Reading a story of Prince Phillip's funeral many guests arrived in very elegant old cars. This picture shows Prince Charles arriving in a Tesla. The story was on yahoo.com with a link to huffpost.com. It now shows to be updated and most of the pictures that were there just 20 minutes ago are now taken down.

I'll look for another link. https://www.yahoo.com/huffpost/prin...s-170437118.html?soc_src=social-sh&soc_trk=ma


----------



## Dundoleo (Mar 29, 2021)

"Driving a Tesla" and "Riding in a Tesla"...two very different things.
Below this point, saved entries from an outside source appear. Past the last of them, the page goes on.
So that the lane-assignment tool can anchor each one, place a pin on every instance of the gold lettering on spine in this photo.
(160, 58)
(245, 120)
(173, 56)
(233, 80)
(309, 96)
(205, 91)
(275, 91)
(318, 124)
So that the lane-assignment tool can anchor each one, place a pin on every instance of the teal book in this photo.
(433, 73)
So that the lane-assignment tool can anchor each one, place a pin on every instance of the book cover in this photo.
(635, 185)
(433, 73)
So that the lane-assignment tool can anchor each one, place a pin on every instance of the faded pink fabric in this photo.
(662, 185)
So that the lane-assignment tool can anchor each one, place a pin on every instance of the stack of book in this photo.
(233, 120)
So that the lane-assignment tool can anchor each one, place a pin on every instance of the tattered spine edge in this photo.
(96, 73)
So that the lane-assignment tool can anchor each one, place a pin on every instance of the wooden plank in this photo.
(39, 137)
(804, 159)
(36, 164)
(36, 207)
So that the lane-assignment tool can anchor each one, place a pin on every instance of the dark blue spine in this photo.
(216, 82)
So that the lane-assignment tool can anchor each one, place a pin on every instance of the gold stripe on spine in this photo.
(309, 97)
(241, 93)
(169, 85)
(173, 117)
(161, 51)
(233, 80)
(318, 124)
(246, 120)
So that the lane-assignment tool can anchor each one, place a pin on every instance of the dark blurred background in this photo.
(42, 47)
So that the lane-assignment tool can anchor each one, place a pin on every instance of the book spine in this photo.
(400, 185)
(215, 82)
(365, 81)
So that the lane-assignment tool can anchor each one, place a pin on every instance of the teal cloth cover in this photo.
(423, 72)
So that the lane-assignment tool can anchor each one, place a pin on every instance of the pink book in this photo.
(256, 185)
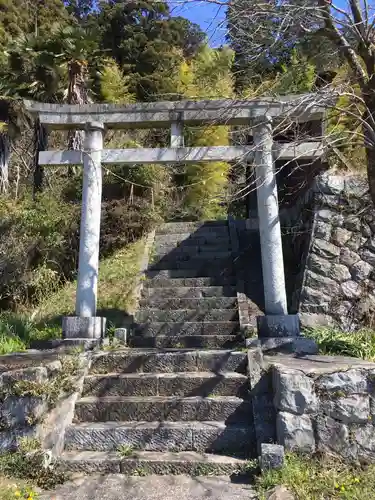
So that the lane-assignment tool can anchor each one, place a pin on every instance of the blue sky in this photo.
(211, 17)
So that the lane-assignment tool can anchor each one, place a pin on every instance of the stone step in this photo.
(162, 436)
(199, 265)
(193, 227)
(180, 315)
(161, 408)
(202, 272)
(189, 292)
(182, 384)
(187, 328)
(189, 303)
(188, 249)
(150, 462)
(163, 281)
(192, 341)
(193, 239)
(153, 360)
(182, 254)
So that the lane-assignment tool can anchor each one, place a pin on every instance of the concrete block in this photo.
(88, 328)
(278, 326)
(121, 334)
(272, 456)
(287, 345)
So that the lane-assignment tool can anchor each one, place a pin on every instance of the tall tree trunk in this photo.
(77, 94)
(4, 162)
(40, 144)
(369, 134)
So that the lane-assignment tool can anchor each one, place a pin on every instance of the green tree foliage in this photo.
(114, 86)
(80, 9)
(207, 76)
(297, 77)
(145, 42)
(22, 17)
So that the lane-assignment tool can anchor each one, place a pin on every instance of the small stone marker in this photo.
(121, 335)
(272, 456)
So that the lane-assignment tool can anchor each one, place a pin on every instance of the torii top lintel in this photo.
(299, 108)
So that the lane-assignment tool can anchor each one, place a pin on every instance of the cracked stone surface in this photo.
(120, 487)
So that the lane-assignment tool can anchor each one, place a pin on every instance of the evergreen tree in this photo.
(114, 86)
(80, 9)
(144, 40)
(37, 17)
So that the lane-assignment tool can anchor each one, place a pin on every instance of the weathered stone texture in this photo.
(295, 432)
(333, 436)
(340, 236)
(352, 409)
(346, 382)
(326, 250)
(294, 392)
(271, 457)
(340, 265)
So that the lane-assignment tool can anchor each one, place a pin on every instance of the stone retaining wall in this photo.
(320, 403)
(329, 254)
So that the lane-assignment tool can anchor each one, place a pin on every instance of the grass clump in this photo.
(360, 344)
(320, 478)
(118, 276)
(63, 382)
(32, 464)
(126, 450)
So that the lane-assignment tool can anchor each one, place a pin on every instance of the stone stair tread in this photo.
(203, 272)
(136, 425)
(151, 462)
(198, 265)
(154, 456)
(168, 360)
(175, 227)
(150, 399)
(187, 239)
(190, 292)
(202, 436)
(194, 341)
(201, 281)
(188, 303)
(173, 375)
(191, 325)
(190, 253)
(166, 384)
(181, 315)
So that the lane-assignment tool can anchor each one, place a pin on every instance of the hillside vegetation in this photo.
(123, 52)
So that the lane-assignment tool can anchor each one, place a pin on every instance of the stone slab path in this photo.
(120, 487)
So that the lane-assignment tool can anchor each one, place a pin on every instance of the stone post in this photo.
(177, 135)
(88, 264)
(86, 324)
(269, 222)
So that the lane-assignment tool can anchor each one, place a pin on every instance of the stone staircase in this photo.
(189, 298)
(167, 405)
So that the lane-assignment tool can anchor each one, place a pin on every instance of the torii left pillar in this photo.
(86, 325)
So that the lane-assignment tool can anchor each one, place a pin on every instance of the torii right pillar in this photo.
(277, 330)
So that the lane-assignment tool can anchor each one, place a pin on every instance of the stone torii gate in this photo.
(258, 115)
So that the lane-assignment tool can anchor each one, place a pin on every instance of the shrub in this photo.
(360, 344)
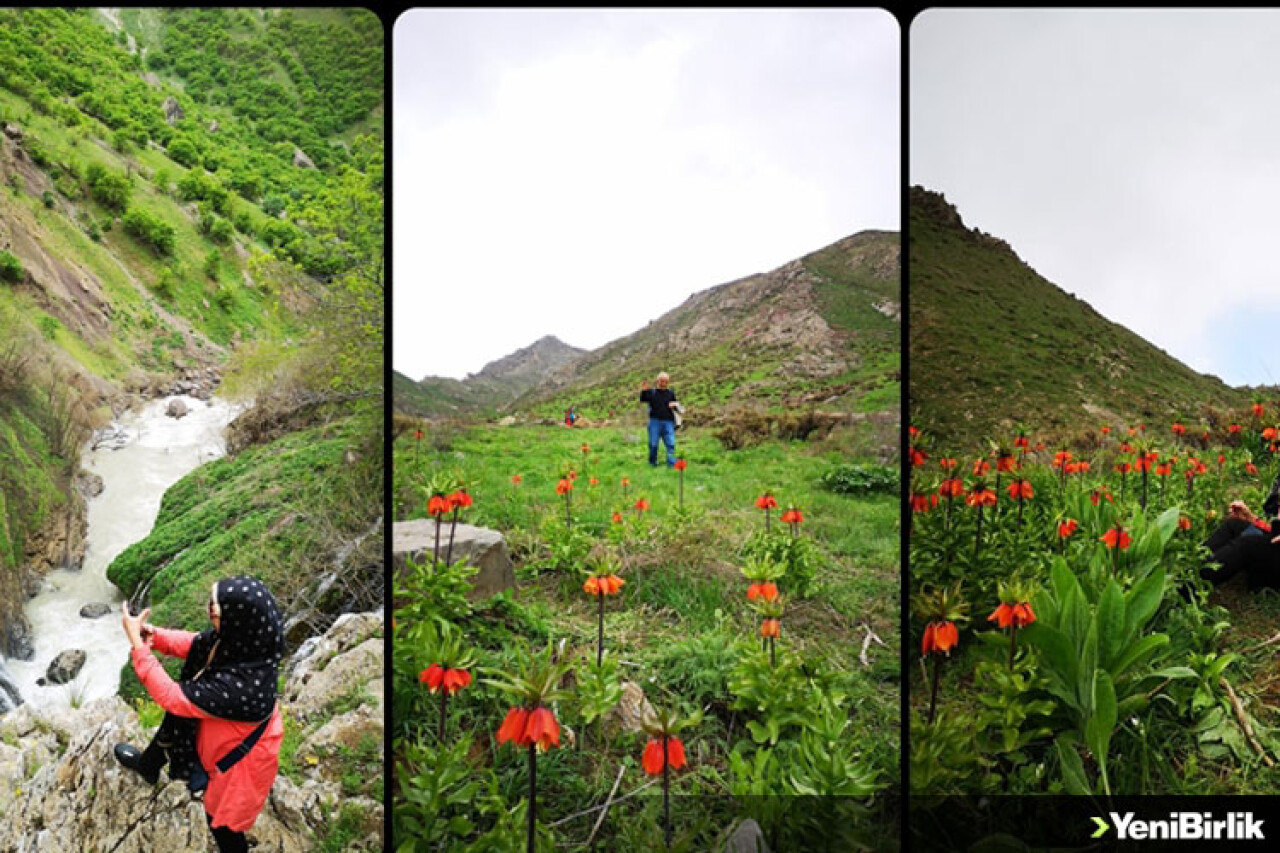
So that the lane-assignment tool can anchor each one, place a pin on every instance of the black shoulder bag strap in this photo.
(232, 757)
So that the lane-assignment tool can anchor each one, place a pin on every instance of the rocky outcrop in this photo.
(481, 547)
(63, 792)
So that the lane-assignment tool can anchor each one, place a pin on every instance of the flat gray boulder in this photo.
(65, 666)
(746, 838)
(481, 547)
(95, 610)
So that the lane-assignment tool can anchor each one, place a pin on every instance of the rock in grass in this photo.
(629, 714)
(481, 547)
(65, 666)
(746, 838)
(95, 610)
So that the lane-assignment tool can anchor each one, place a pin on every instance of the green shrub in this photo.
(150, 229)
(862, 479)
(110, 188)
(10, 268)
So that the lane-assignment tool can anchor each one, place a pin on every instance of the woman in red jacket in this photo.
(231, 699)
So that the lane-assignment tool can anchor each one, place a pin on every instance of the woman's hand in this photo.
(133, 626)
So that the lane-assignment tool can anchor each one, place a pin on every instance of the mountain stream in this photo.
(141, 456)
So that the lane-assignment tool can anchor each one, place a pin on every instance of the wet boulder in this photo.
(481, 547)
(65, 666)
Remember that in the UK the driver's seat is on the right.


----------



## Madmolecule (Oct 8, 2018)

even Kimbal couldnt hook up the prince with FSD. Did they bury the range rover along with the prince?


----------



## lance.bailey (Apr 1, 2019)

Madmolecule said:


> even Kimbal couldnt hook up the prince with FSD. Did they bury the range rover along with the prince?


Beg to differ. HRH Charles, Prince of Wales has FSD on his Tesla.

it's called "Bob the Chauffeur"


----------



## Madmolecule (Oct 8, 2018)

Hopefully V11 and not this Bob


----------